The head of MI5 says we have to choose between the “right to security” and what he sees as a more amorphous “right to privacy”.
Two terrorists say that we have to choose between the right to “freedom of speech” (if it involves mocking their prophet) and the “right to security”.
Public opinion says that Gordon Taylor (head of the PFA) has to choose between “freedom of speech” (if it involves citing the Hillsborough tragedy / scandal in support of his member Ched Evans) and Mr Taylor’s continuing “right to his job”.
We seem confused!
The only conclusions that I can draw from this is that making rights “absolute” is very difficult and that rights come at a price.
The price is in terms of compromises in respect of other rights and a recognition that just perhaps rights have to come with responsibilities.
Refusing to recognise that price (or the responsibilities) can only lead to what is being called a “clash of civilisations”.
So what are these prices?
Many are saying following the Charlie Hebdo we should republish all that publication’s “offending” articles and cartoons to stick two fingers up to the extremists and show that we will not be cowed and that we will “stand up for freedom of speech”.
This is all very well and might be thought of as “brave” (in a sort of Humphrey Appleby way) if the material was only offensive to those extremists and to no one else.
People (even quite reasonable people) can easily be offended – as the reaction to Gordon Taylor’s rather clumsy comparison shows.
When I (an agnostic) visit friends who are devote (but not fundamentalist) Christians, I try to restrain my language which, even when mild, can cause offence due to obscure references to that which they hold sacred.
When free-speech activists republish cartoons depicting the prophet (to show that something must be done to show that “we will not be cowed”) they cause offence to a a group that is far wider than just Islamist extremists.
Gratuitously offending a community wider than the Islamist extremists responsible for the Charlie Hebdo outrage is short-sighted.
- It gratuitously offends those with whom we have no gripe
- Those offended may be less inclined to support a society that they see as offensive to that which they hold sacred
- Some of those may become more liable to radicalisation – that something must be done to show that they will not be cowed.
- The extremists feel that they are even more justified in what they do, believing
- That it is their “divine duty” to respond
- That they have support in a wider community.
Just because many of us in “modern society” have little feeling for the divine or the sacred does not mean we should mock or ridicule those who have such feelings.

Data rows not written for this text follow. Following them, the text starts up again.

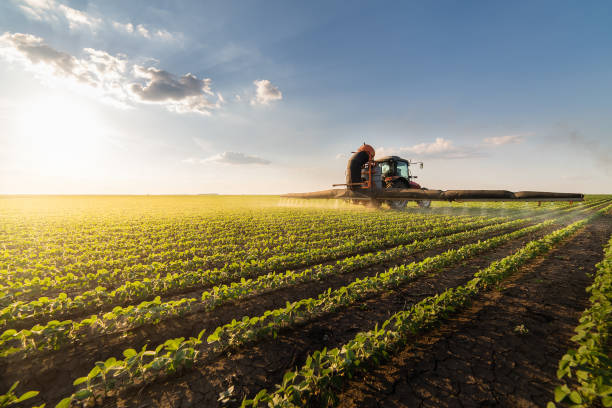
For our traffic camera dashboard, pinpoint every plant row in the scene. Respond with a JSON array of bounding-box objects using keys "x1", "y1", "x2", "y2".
[
  {"x1": 0, "y1": 212, "x2": 451, "y2": 303},
  {"x1": 0, "y1": 215, "x2": 529, "y2": 357},
  {"x1": 0, "y1": 218, "x2": 503, "y2": 326},
  {"x1": 242, "y1": 214, "x2": 588, "y2": 407},
  {"x1": 55, "y1": 221, "x2": 553, "y2": 401},
  {"x1": 548, "y1": 231, "x2": 612, "y2": 408}
]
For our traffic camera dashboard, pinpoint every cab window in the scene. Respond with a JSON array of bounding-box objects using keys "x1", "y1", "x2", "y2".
[
  {"x1": 380, "y1": 162, "x2": 391, "y2": 176},
  {"x1": 397, "y1": 162, "x2": 408, "y2": 178}
]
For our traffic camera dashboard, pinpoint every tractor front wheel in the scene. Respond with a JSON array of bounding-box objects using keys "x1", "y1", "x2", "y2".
[
  {"x1": 387, "y1": 180, "x2": 410, "y2": 210},
  {"x1": 417, "y1": 187, "x2": 431, "y2": 208}
]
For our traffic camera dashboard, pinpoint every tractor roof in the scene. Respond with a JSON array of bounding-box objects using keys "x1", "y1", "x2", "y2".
[{"x1": 376, "y1": 156, "x2": 408, "y2": 162}]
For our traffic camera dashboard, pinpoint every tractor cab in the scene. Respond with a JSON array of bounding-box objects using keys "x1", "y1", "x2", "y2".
[{"x1": 376, "y1": 156, "x2": 423, "y2": 188}]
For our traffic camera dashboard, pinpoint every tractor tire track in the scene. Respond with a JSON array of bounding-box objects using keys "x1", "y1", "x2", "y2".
[
  {"x1": 94, "y1": 223, "x2": 556, "y2": 407},
  {"x1": 0, "y1": 225, "x2": 528, "y2": 401},
  {"x1": 340, "y1": 215, "x2": 612, "y2": 408}
]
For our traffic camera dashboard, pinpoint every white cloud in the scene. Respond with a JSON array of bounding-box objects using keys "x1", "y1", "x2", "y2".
[
  {"x1": 376, "y1": 137, "x2": 481, "y2": 159},
  {"x1": 58, "y1": 4, "x2": 102, "y2": 30},
  {"x1": 251, "y1": 79, "x2": 283, "y2": 105},
  {"x1": 13, "y1": 0, "x2": 180, "y2": 41},
  {"x1": 0, "y1": 33, "x2": 219, "y2": 114},
  {"x1": 482, "y1": 135, "x2": 525, "y2": 146},
  {"x1": 200, "y1": 152, "x2": 271, "y2": 164},
  {"x1": 17, "y1": 0, "x2": 102, "y2": 30},
  {"x1": 130, "y1": 65, "x2": 215, "y2": 114}
]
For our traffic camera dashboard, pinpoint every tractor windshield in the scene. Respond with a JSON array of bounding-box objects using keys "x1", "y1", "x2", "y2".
[
  {"x1": 380, "y1": 162, "x2": 393, "y2": 177},
  {"x1": 397, "y1": 161, "x2": 408, "y2": 179}
]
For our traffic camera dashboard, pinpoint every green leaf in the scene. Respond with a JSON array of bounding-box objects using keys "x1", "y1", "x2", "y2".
[
  {"x1": 555, "y1": 385, "x2": 571, "y2": 402},
  {"x1": 15, "y1": 391, "x2": 38, "y2": 402},
  {"x1": 74, "y1": 390, "x2": 93, "y2": 401},
  {"x1": 72, "y1": 376, "x2": 87, "y2": 386},
  {"x1": 55, "y1": 397, "x2": 72, "y2": 408},
  {"x1": 570, "y1": 391, "x2": 582, "y2": 404}
]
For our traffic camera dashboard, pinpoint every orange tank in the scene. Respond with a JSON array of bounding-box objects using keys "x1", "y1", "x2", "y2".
[{"x1": 357, "y1": 143, "x2": 376, "y2": 160}]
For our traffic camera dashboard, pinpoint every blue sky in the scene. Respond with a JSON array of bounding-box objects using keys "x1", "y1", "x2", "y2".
[{"x1": 0, "y1": 0, "x2": 612, "y2": 194}]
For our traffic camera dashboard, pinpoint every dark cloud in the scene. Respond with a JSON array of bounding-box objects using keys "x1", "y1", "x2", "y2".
[
  {"x1": 251, "y1": 79, "x2": 283, "y2": 105},
  {"x1": 0, "y1": 33, "x2": 77, "y2": 75},
  {"x1": 130, "y1": 65, "x2": 215, "y2": 113}
]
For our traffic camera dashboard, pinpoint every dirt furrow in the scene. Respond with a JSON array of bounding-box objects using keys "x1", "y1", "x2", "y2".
[
  {"x1": 340, "y1": 215, "x2": 612, "y2": 408},
  {"x1": 0, "y1": 222, "x2": 518, "y2": 404},
  {"x1": 93, "y1": 223, "x2": 551, "y2": 407},
  {"x1": 0, "y1": 218, "x2": 506, "y2": 330}
]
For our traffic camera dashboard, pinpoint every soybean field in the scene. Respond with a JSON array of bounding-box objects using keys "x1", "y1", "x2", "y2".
[{"x1": 0, "y1": 195, "x2": 612, "y2": 408}]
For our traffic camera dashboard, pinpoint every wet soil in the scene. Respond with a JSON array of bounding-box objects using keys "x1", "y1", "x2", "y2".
[
  {"x1": 0, "y1": 222, "x2": 532, "y2": 405},
  {"x1": 340, "y1": 215, "x2": 612, "y2": 407},
  {"x1": 95, "y1": 225, "x2": 550, "y2": 407}
]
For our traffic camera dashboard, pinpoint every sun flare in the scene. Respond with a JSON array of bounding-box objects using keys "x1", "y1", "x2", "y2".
[{"x1": 15, "y1": 97, "x2": 106, "y2": 174}]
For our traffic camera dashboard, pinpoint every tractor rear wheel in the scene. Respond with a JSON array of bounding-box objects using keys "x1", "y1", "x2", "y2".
[
  {"x1": 417, "y1": 187, "x2": 431, "y2": 208},
  {"x1": 387, "y1": 180, "x2": 409, "y2": 210}
]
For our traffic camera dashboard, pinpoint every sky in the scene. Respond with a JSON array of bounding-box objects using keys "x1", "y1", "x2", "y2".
[{"x1": 0, "y1": 0, "x2": 612, "y2": 194}]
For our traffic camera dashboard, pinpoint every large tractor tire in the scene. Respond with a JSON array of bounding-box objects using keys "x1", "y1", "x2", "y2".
[
  {"x1": 417, "y1": 187, "x2": 431, "y2": 208},
  {"x1": 387, "y1": 180, "x2": 409, "y2": 210}
]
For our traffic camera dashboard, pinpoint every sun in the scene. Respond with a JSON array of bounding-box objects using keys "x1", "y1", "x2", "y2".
[{"x1": 14, "y1": 96, "x2": 105, "y2": 175}]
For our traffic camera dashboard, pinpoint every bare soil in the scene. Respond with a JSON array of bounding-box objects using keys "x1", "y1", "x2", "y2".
[
  {"x1": 97, "y1": 225, "x2": 550, "y2": 407},
  {"x1": 0, "y1": 222, "x2": 532, "y2": 405},
  {"x1": 340, "y1": 215, "x2": 612, "y2": 407}
]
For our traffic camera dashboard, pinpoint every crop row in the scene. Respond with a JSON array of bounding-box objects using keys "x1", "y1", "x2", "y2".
[
  {"x1": 55, "y1": 215, "x2": 553, "y2": 401},
  {"x1": 0, "y1": 215, "x2": 504, "y2": 325},
  {"x1": 0, "y1": 199, "x2": 604, "y2": 306},
  {"x1": 0, "y1": 212, "x2": 440, "y2": 281},
  {"x1": 548, "y1": 231, "x2": 612, "y2": 408},
  {"x1": 0, "y1": 217, "x2": 483, "y2": 305},
  {"x1": 0, "y1": 215, "x2": 530, "y2": 356},
  {"x1": 242, "y1": 217, "x2": 591, "y2": 407}
]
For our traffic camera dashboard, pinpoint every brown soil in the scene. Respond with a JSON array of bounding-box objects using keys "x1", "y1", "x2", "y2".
[
  {"x1": 93, "y1": 223, "x2": 549, "y2": 407},
  {"x1": 0, "y1": 222, "x2": 532, "y2": 401},
  {"x1": 0, "y1": 218, "x2": 506, "y2": 331},
  {"x1": 340, "y1": 212, "x2": 612, "y2": 407}
]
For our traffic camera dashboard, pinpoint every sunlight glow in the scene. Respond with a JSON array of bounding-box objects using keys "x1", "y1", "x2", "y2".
[{"x1": 13, "y1": 97, "x2": 107, "y2": 175}]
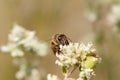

Such feelings in themselves are not a threat to our society. Most who have such feelings appreciate that they need to show some level of restraint – and barring occasional door-step evangelising (much like political canvassing) they do not “force” their views on us*. Restraint has a lot to be said for it.
* The privileged position of the Church of England bishops in the House of Lords, whilst an anachronism I would like to see changed, rarely if ever has a critical impact.